Sunday, March 4, 2012

YET ANOTHER DOOMSDAY SCENARIO

Oh, boy, here we go again...

Massive Asteroid Threatens Earth in 2013
NASA's data shows the 60-meter asteroid, spotted by Spanish stargazers in February, will whistle by Earth in 11 months. Its trajectory will bring it within a hair’s breadth of our planet, raising fears of a possible collision. 
The asteroid, known as DA14, will pass by our planet in February 2013 at a distance of under 27,000 km (16,700 miles). This is closer than the geosynchronous orbit of some satellites.
There is a possibility the asteroid will collide with Earth, but further calculation is required to estimate the potential threat and work out how to avert possible disaster,
Look, before you rush to construct an asteroid-proof bunker and stock it with incontinence diapers, please TRY to keep this discovery in perspective.

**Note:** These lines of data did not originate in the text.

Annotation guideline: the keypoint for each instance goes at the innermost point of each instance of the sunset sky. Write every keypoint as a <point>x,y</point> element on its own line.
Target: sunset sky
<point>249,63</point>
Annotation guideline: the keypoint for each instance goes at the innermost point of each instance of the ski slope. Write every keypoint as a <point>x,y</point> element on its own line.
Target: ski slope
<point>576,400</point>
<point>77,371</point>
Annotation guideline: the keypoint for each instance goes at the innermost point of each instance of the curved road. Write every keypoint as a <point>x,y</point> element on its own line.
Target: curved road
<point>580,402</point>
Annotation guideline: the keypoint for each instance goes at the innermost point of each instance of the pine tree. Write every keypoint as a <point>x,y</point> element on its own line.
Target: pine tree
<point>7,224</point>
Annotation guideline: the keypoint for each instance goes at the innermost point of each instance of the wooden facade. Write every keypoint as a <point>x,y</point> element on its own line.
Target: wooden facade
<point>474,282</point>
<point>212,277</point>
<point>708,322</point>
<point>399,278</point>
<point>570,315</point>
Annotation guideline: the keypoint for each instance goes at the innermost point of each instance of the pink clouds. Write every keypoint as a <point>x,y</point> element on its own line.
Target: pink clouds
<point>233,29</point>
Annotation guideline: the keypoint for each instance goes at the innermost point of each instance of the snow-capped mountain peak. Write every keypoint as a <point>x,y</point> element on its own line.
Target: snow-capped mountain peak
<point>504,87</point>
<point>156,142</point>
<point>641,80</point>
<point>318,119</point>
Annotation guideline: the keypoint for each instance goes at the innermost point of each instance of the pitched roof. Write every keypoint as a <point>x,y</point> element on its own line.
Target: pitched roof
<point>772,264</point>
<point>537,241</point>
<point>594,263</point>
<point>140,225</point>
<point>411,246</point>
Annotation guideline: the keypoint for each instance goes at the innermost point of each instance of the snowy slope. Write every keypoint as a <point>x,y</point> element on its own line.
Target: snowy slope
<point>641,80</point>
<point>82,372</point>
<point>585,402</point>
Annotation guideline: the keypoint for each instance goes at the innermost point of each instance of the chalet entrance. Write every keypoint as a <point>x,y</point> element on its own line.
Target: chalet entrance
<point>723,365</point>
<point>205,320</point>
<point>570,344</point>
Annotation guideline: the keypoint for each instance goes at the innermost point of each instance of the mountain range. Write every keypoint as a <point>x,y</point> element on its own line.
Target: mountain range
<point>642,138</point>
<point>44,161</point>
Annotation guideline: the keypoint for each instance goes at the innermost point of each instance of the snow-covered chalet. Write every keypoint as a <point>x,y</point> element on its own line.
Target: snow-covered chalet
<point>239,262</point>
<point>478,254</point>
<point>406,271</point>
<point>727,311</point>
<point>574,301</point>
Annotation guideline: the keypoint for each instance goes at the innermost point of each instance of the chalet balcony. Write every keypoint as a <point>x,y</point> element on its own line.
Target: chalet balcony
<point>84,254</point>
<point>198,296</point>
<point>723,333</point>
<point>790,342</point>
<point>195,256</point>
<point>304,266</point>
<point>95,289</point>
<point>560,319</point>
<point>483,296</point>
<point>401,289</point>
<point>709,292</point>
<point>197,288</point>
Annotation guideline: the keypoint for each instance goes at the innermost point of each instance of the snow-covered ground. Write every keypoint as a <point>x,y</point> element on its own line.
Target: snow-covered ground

The 2012 DA14 asteroid is only 60 meters wide (about 180 feet).  An asteroid only 180 feet in its maximum dimension is about 1/3 the size of the Canyon Diablo Meteor (which created Meteor Crater in Winslow, Arizona, about 50,000 years ago).  The Canyon Diablo Meteor is estimated to have been about 500 feet in diameter, and the crater (as it appears today) is only about a mile in diameter.

Yeah, if DA14 strikes Earth next February, it'll release about as much energy as a low-yield thermonuclear weapon, which will be quite noticeable if it impacts any land mass.  However, the Earth's surface is over 70% WATER, which means the asteroid has less than a 30% chance of impacting dry land.

I've got news for you, folks, and NASA can back this up, as can NORAD: The Earth's oceans have received more than a couple of meteors of this size before, and within the last hundred years.  NORAD has to be on constant vigil for these meteoric visitors, so we don't mistake them for actual nuclear detonations and launch a counterstrike on somebody.

Did you get that?  Earth gets hit by these asteroids fairly REGULARLY, and they fizzle into the oceans without much fanfare.  No worldwide apocalypse, no nuclear winter, not even a respectable tsunami results from these impacts.

Now, if a 180-foot meteor managed to impact a populated land mass, it might take out a very small town or do a lot of damage in a major city.  It would be pretty sensational news, but it wouldn't be any worse than the damage caused by an F5 tornado, okay?  Sure, an F5 tornado is pretty frightening to contemplate, but only in a very limited and localized sense, and it would never threaten humanity's existence.

It's when asteroids reach several MILES in size that they cause global disturbances.  And, just for the record, the notion that a 6-mile meteor exterminated the dinosaurs is just a sensational THEORY.  There's no hard evidence that an asteroid killed the dinosaurs but inexplicably didn't exterminate the much more fragile amphibians.  It's a more likely theory that communicable DISEASE killed off the dinosaurs, not some overblown Hollywood horror such as an asteroid.